To further ensure inclusivity, we follow a very simple and easy to meet eligibility criteria. For instance, any individual between the ages of 18 and 65 can avail of our EV financing facility. However , they would need to fulfill formalities such as complying with our KYC norms, providing required vehicle documents, and installing IoT devices made by our approved vendors to facilitate effective tracking and security. In addition, they need to furnish required documents that serve as proof of their financial standing, identity, and address.
To keep the application process simple, we allow individuals to apply for an EV loan online through our website by filing basic personal and loan-related details. Individuals can also reach out to us through WhatsApp and get their loan-related queries answered.
How do financial institutions and venture capital firms fund cleantech EV ventures, and how do they work with government efforts like as Accelerated Money For U?
Typically, venture capitalists and non-banking financial institutions fund cleantech EV projects through a balanced combination of debt financing and equity. Typically, in the case of equity funding such entities provide access to EV financing in exchange for an ownership stake. However, if one avails of debt financing from NBFCs or VCs individuals have to repay the borrowed sum with interest.
We may often find non-traditional financing working with government bodies. They typically participate in notable clean energy incentive programs or support research and development projects to promote the perks of EVs. They also participate in programs and campaigns to help eligible candidates avail of government grants and subsidies or guide them to leverage cleantech innovations to expand their market presence. For instance, as a debt financing partner, we tend to provide financial help to entities and guide them on how to make the most of the capital to advance their business or commercial vision.
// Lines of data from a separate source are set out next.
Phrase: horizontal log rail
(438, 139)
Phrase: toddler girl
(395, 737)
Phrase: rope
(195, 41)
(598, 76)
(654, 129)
Similarly, we frequently launch financial literacy campaigns to help individuals navigate their financial awakening and manage their debt better when embracing new technology or controlling their finances.
What are the long-term implications of cleantech EV finance for environmental sustainability, economic growth, and energy security?
In my opinion, the impact of cleantech EV financing is deep-rooted when it comes to aspects like environmental sustainability, economic growth, and energy security. For instance, EVs are known to emit zero to negligible greenhouse gases than conventional vehicles. So, by financing more such new-age technology, cleantech EV financing entities can help reduce the country’s carbon footprint and drive the nation towards sustainable mobility.
In addition, by providing timely financing aid to EV manufacturing companies and OEMs, cleantech financing firms can boost India’s manufacturing prowess and enhance the nation’s domestic EV market. Such a move would help the industry unleash its potential and allow our nation to emerge as a global manufacturing hub and a lucrative avenue for foreign investors. It will also help create more employment opportunities across the EV segments and strengthen the scope of the industry on a grander scale.
Furthermore, by offering continuous financial support to EV companies, cleantech firms can support their R&D efforts and promote advancements in more renewable energy sources. Such access will help the industry and the nation collectively lower their dependence on fossil fuels and may help build more sustainable choices of energy sources down the road. This is why I believe the implication of timely financing can be multi-fold and as an industry leader, I aim to continue supporting its growth and vision.